Afrique de l'Ouest: Prévention des conflits communautaires au Sahel

L'ONG Equal Access international Burkina Faso en collaboration avec l'ONG A2N a organisé, les 7 et 8 mai 2019 à Dori, à travers son projet «Voix de paix», un forum régional sur la cohésion sociale et la cohabitation pacifique

C'est sous le thème : «Cohésion sociale et renforcement de l'unité nationale et sous régionale dans un contexte d'extrémisme violent», que l'ONG Equal Access international Burkina Faso, à travers son projet, «Voix de paix», a organisé, le forum régional sur la cohésion sociale et la cohabitation pacifique les 7 et 8 mai 2019 à Dori.

Pour ce faire, les 25 participants venus du Burkina Faso, du Mali et du Niger ont eu droit à plusieurs communications.

Il s'agit, entre autres, de l'instrumentalisation des communautés, la parenté à plaisanterie comme système de résolution des conflits, la typologie des conflits et du partage d'expériences entre les participants du Burkina Faso, du Mali et du Niger.

Le directeur pays de l'ONG Equal Access international Burkina Faso, Lamoussa Robgo, a fait savoir que depuis quelques mois, il y a un effritement du tissu social, avec notamment les événements de Yirgou et d'Arbinda.

«En tant que Voix de paix travaillant dans le cadre de la promotion de la cohésion sociale, on s'est dit qu'il était important de réunir les autorités nationales, locales, les responsables d'OSC ainsi que les leaders coutumiers et religieux pour réfléchir à cette problématique», a expliqué M. Robgo.

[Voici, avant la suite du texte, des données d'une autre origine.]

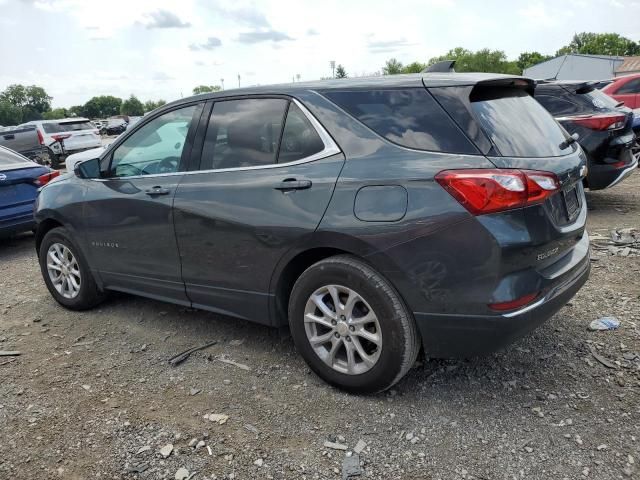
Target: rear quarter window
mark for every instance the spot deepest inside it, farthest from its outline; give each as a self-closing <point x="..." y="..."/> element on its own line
<point x="517" y="124"/>
<point x="409" y="117"/>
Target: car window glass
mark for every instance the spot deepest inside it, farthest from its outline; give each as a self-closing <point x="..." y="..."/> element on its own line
<point x="299" y="138"/>
<point x="409" y="117"/>
<point x="557" y="106"/>
<point x="156" y="147"/>
<point x="243" y="133"/>
<point x="630" y="87"/>
<point x="517" y="124"/>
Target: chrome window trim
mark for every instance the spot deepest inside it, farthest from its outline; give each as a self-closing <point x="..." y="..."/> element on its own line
<point x="330" y="149"/>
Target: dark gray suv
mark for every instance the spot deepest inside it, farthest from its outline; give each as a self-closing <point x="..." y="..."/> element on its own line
<point x="375" y="216"/>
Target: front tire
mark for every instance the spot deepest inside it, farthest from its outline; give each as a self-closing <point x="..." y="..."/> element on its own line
<point x="351" y="326"/>
<point x="66" y="272"/>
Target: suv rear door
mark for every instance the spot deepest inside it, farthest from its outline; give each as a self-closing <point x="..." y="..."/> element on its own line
<point x="266" y="171"/>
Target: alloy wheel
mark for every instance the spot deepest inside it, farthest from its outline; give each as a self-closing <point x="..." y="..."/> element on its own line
<point x="343" y="329"/>
<point x="64" y="271"/>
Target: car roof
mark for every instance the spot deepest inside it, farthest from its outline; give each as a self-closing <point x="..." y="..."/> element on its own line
<point x="382" y="81"/>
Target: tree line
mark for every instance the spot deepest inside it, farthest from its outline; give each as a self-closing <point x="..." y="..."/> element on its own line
<point x="19" y="103"/>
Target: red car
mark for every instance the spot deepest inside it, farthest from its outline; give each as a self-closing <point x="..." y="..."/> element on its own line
<point x="625" y="89"/>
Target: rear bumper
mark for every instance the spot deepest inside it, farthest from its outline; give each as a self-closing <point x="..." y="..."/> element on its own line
<point x="606" y="176"/>
<point x="464" y="336"/>
<point x="18" y="225"/>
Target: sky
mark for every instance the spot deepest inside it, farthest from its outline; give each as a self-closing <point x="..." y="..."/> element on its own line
<point x="77" y="49"/>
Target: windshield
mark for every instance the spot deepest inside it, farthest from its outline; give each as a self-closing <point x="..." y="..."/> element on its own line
<point x="517" y="124"/>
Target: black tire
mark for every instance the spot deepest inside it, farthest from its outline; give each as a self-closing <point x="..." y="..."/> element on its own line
<point x="400" y="340"/>
<point x="89" y="295"/>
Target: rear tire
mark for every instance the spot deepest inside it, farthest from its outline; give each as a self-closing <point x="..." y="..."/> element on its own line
<point x="364" y="345"/>
<point x="66" y="272"/>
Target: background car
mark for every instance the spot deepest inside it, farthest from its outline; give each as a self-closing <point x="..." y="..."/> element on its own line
<point x="20" y="179"/>
<point x="604" y="128"/>
<point x="625" y="89"/>
<point x="66" y="136"/>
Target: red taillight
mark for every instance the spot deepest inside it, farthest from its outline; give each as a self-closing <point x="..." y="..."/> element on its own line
<point x="600" y="122"/>
<point x="484" y="191"/>
<point x="46" y="178"/>
<point x="513" y="304"/>
<point x="60" y="136"/>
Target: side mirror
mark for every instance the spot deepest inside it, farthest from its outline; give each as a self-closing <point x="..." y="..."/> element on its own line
<point x="87" y="169"/>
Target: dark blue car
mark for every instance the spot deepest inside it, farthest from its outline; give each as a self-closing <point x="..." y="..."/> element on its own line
<point x="375" y="216"/>
<point x="20" y="179"/>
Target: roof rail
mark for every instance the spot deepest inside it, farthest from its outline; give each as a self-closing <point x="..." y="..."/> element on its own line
<point x="445" y="66"/>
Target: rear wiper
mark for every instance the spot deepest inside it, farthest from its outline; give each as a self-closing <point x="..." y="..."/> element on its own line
<point x="569" y="141"/>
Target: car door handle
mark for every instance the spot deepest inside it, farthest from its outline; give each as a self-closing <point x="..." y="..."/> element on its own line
<point x="291" y="184"/>
<point x="153" y="191"/>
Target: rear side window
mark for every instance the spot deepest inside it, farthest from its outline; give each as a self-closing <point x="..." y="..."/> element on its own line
<point x="409" y="117"/>
<point x="516" y="123"/>
<point x="299" y="138"/>
<point x="243" y="133"/>
<point x="631" y="87"/>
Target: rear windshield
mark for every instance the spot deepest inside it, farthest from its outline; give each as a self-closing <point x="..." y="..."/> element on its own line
<point x="67" y="127"/>
<point x="600" y="100"/>
<point x="517" y="124"/>
<point x="409" y="117"/>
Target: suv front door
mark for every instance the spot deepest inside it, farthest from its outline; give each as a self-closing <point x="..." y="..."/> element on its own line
<point x="128" y="215"/>
<point x="266" y="175"/>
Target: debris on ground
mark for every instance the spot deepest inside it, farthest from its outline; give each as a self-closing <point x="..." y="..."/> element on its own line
<point x="8" y="353"/>
<point x="181" y="357"/>
<point x="335" y="445"/>
<point x="166" y="450"/>
<point x="351" y="466"/>
<point x="241" y="366"/>
<point x="217" y="417"/>
<point x="603" y="360"/>
<point x="604" y="323"/>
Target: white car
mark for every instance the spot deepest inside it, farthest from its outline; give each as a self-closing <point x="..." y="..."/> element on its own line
<point x="65" y="136"/>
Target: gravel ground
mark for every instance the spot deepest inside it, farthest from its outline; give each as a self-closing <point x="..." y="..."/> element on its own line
<point x="93" y="396"/>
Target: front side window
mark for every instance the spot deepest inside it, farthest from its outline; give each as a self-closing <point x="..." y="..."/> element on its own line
<point x="299" y="138"/>
<point x="154" y="148"/>
<point x="243" y="133"/>
<point x="409" y="117"/>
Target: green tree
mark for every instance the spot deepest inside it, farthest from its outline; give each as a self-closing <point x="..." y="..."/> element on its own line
<point x="132" y="106"/>
<point x="341" y="72"/>
<point x="32" y="101"/>
<point x="102" y="106"/>
<point x="76" y="111"/>
<point x="206" y="89"/>
<point x="600" y="44"/>
<point x="9" y="114"/>
<point x="485" y="60"/>
<point x="529" y="59"/>
<point x="392" y="67"/>
<point x="150" y="105"/>
<point x="56" y="114"/>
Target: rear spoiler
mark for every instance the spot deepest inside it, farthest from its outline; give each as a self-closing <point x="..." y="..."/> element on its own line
<point x="446" y="66"/>
<point x="578" y="87"/>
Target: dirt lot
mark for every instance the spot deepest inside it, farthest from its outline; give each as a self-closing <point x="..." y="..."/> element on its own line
<point x="92" y="395"/>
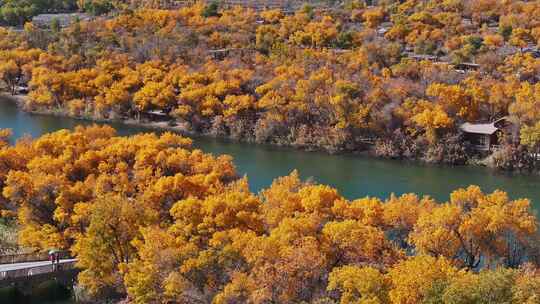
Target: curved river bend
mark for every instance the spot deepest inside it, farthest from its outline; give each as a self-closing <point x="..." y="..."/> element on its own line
<point x="354" y="176"/>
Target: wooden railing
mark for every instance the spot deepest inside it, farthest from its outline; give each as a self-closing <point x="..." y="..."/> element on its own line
<point x="29" y="257"/>
<point x="36" y="270"/>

Selon lui, au regard de l'expertise, de l'expérience et de la notoriété des participants, la rencontre axée sur la cohésion sociale, l'unité nationale et sous-régionale, devrait asseoir les bases d'un retour aux valeurs culturelles et historiques de coexistence pacifique.

Pour la ministre déléguée chargée de la décentralisation et de la cohésion sociale, Madiara Sagnon, la question de la paix et de la cohésion sociale est plus que d'actualité au regard de la montée du terrorisme et des conflits sociaux aux conséquences souvent désastreuses.

En effet, a-t-elle poursuivi, le Burkina Faso et particulièrement la région du Sahel est de plus en plus en proie à des conflits opposants plusieurs groupes sociaux qui, jadis, vivaient en parfaite symbiose.

Elle a, en outre, ajouté que cette dégradation des relations sociales s'est exacerbée avec l'avènement de groupes terroristes qui instrumentalisent certains groupuscules ethniques, religieux contre d'autres groupes à des fins inavouées.

«Face aux défis sécuritaires qui se présentent à nous, il devient impérieux pour nos Etats, notamment les autorités locales et les personnes de ressources représentant les différentes communautés, de mettre en synergie les efforts afin d'apporter des réponses idoines aux problèmes de coexistence pacifique entre communautés», a suggeré la ministre.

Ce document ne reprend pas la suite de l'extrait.